Decoding Infinite Series with Double Integrals

[Screwdriver]

Homework Statement

Check out matt grime's post in this thread (it's the last one):

https://www.physicsforums.com/showthread.php?p=470773#post470773"

How exactly did he know that the sum could be represented as that double integral? Also, is there a method of converting sums like that to integrals (double or otherwise) for summands other than $n^{-2}$ such as $n^{-7}$ or something?

Homework Equations

$$\int_{0}^{1}\int_{0}^{1}\frac{1}{1-xy}dxdy=\sum_{n=1}^{\infty }\frac{1}{n^2}$$

The Attempt at a Solution

Come to think of it, I don't even really see how that helps you, because the series expansion for the $y$ integral (after computing the $x$ integral) is the derivative of the series you're trying to find, so integrating it just brings you back to where you started. The only thing I was able to note was that:

$$\sum_{n=0}^{\infty} (xy)^n=\frac{1}{1-xy}$$

 

[micromass]

What exactly are you asking?? Are you asking why

$$\int_0^1\int_0^1\frac{dxdy}{1-xy}=\sum{\frac{1}{n^2}}$$

Well, you're on the right way. Just notice that

$$\frac{1}{1-xy}=\sum{(xy)^{n-1}}$$

So by monotone convergence, we can switch the limit and the integral: So

$$\int_0^1\int_0^1\frac{dxdy}{1-xy}=\sum\int_0^1\int_0^1 (xy)^{n-1}dxdy$$

So you only need to calculate $\int_0^1\int_0^1 (xy)^{n-1}dxdy$ now...

 

[Screwdriver]

Well what I'm really asking is how to convert the sum to an integral. Like If I just saw $\sum_{n=1}^{\infty }\frac{1}{n^2}$ somewhere, I would start with this:

$$\sum_{n=1}^{\infty} (xy)^{n-1}=\frac{1}{1-xy}$$

But how did I know to start with that? It appears to have no relation to $\sum_{n=1}^{\infty }\frac{1}{n^2}$ ... and then all of a sudden there's a double integral with non-infinite limits.

 

[lineintegral1]

Recall the (real) geometric series,

$\frac {1}{1-x}=\sum_{n=0}^{\infty}x^n$

This is true provided, of course, that $|x|<1$.
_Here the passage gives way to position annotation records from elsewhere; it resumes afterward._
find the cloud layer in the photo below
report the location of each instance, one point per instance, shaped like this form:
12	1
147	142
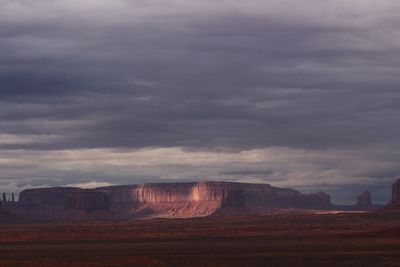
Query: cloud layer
124	78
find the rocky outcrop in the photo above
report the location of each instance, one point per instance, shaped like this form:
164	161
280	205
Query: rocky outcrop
164	200
364	200
86	200
394	204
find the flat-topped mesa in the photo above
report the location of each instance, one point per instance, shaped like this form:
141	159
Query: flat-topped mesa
394	204
86	200
364	200
165	200
45	196
174	192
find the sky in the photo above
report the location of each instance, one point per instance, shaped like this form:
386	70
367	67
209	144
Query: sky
300	94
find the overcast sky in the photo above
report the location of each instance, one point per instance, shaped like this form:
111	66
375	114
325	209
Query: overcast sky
301	94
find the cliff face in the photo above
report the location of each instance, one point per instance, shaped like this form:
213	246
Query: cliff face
394	204
364	200
165	200
86	200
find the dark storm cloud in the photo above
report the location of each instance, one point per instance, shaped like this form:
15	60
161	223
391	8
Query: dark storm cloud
228	80
202	76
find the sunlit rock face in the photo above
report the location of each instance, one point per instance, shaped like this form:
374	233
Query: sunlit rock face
171	200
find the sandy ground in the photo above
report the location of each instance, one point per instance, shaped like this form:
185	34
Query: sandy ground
273	240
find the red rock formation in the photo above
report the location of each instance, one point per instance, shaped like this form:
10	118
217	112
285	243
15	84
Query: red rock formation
364	200
86	200
394	204
167	200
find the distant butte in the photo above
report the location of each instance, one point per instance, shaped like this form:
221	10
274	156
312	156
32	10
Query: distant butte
175	200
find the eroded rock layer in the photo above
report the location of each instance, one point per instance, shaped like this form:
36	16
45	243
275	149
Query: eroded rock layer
170	200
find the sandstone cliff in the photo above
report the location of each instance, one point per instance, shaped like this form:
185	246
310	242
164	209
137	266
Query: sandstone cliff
394	204
170	200
364	200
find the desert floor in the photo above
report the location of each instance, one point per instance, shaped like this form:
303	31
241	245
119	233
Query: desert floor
269	240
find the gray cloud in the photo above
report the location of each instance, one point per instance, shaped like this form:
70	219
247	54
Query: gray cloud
203	77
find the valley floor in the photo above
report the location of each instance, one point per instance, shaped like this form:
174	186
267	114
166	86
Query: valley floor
274	240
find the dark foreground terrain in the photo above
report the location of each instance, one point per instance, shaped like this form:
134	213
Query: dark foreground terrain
274	240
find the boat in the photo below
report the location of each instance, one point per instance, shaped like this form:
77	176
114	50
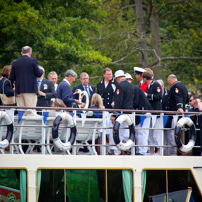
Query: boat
59	171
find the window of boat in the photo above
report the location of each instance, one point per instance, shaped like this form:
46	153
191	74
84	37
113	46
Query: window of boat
84	185
169	185
13	185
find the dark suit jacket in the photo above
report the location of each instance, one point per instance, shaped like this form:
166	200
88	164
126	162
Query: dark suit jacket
91	88
48	88
24	72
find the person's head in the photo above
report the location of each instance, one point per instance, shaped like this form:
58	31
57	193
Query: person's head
119	75
147	77
138	73
97	100
160	81
58	103
84	78
194	101
70	75
107	74
6	71
52	76
150	71
128	78
171	79
26	50
40	67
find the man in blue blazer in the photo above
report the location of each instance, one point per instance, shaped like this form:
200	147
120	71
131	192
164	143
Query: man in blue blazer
84	78
46	91
64	91
24	73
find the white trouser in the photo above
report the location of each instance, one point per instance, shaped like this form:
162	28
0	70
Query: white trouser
142	136
155	136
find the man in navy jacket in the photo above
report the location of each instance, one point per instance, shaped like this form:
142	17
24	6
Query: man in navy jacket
64	91
24	73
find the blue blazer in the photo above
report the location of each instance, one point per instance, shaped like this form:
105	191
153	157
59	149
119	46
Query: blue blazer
24	73
91	88
8	88
65	94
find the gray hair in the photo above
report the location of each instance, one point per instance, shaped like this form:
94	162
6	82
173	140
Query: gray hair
160	81
52	72
26	49
70	72
83	74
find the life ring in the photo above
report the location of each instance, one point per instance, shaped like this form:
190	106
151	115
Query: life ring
130	142
81	94
56	140
6	142
191	143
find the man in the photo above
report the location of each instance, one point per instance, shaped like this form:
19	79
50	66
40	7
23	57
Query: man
24	73
46	91
52	76
123	97
64	91
154	95
195	102
178	95
107	87
168	134
138	75
140	102
84	78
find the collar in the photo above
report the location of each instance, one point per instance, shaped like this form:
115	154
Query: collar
67	82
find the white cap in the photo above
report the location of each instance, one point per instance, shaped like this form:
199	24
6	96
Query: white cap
119	73
139	70
128	76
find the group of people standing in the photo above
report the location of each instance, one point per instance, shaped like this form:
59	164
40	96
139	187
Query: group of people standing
32	89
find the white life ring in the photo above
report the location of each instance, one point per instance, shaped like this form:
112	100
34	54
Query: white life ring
130	142
56	140
6	142
185	148
81	94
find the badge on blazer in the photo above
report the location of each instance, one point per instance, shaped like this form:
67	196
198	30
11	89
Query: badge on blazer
45	87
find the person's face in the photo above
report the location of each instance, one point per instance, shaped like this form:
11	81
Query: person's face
129	80
108	75
191	101
53	78
138	77
84	80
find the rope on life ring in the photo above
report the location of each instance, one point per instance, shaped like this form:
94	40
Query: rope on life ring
6	142
130	142
73	131
188	147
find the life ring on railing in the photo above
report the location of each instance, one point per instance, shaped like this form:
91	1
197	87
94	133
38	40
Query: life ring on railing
6	142
81	94
130	142
185	148
56	140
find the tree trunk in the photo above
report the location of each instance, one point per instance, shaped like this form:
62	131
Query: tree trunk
155	42
143	57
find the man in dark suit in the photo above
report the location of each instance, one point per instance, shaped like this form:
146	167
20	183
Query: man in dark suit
46	91
84	78
106	88
24	73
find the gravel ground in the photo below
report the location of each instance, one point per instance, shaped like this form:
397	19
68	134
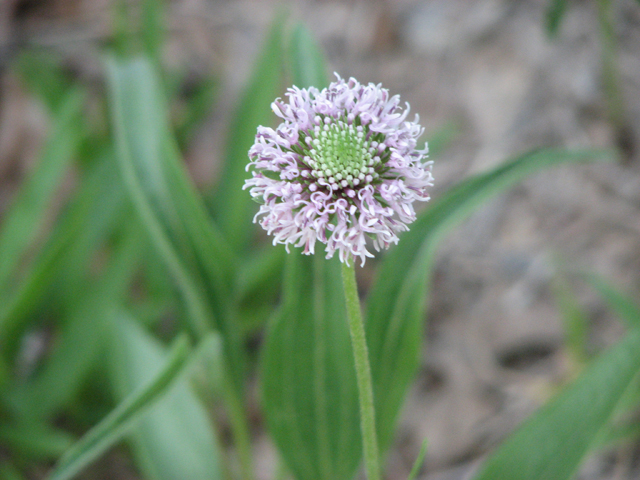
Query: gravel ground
495	347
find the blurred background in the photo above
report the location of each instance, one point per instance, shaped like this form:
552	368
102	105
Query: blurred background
489	81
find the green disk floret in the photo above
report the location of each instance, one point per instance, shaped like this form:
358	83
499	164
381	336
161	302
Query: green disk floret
341	154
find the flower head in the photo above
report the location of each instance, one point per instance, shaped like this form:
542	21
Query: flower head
341	167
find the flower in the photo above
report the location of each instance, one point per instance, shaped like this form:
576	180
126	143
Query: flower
341	167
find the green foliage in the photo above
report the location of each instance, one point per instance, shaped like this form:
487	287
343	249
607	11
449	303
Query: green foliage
310	396
20	226
131	410
135	236
175	439
396	303
187	240
554	15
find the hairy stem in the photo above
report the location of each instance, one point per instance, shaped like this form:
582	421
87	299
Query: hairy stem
363	373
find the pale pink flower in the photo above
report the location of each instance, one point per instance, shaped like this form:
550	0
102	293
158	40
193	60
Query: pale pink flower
341	169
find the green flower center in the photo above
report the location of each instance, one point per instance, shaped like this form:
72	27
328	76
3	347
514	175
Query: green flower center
343	155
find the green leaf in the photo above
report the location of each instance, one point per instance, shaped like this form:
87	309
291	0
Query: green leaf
234	206
309	389
551	444
81	339
27	214
85	222
623	305
554	15
397	299
35	440
176	438
419	460
130	411
173	213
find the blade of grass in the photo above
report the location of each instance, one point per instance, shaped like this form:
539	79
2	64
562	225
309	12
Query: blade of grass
26	216
81	340
35	441
131	410
176	439
397	299
70	241
191	246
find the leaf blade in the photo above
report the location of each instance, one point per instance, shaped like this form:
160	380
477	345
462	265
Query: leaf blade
397	301
116	424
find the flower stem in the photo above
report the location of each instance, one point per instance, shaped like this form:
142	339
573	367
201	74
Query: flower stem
239	427
363	373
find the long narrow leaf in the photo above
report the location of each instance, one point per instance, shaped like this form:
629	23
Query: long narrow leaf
310	393
73	240
176	439
396	303
113	427
81	339
193	249
27	214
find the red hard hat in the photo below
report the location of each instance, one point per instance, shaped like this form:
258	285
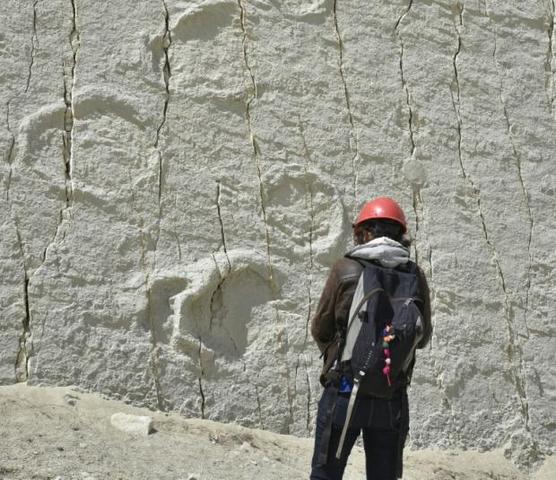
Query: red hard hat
382	207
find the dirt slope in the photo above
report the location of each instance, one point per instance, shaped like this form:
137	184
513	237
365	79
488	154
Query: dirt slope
63	434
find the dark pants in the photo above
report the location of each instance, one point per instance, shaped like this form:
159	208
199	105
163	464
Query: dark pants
382	424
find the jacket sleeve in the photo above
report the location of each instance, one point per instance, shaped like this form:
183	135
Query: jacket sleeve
424	293
323	325
332	311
Anytime you see a rational expression of this form, a light should go off in your head regarding the geometric series. It should be easy to see now how to prove the equivalence of your double integral and $\zeta(2)$.

Not sure if this clarifies anything; let us know if you have more questions.

 

[Screwdriver]

Recall the (real) geometric series,

$\frac {1}{1-x}=\sum_{n=0}^{\infty}x^n$

This is true provided, of course, that $|x|<1$.

Anytime you see a rational expression of this form, a light should go off in your head regarding the geometric series. It should be easy to see now how to prove the equivalence of your double integral and $\zeta(2)$.

Not sure if this clarifies anything; let us know if you have more questions.

It's not showing that the integral and sum are equivalent that's my problem, it's coming up with the integral in the first place . Let me try to rephrase this:

Given a sum, I want to know how to write down a computable integral whose value is the value of that sum.

 

[Screwdriver]

First and last bump for this thread.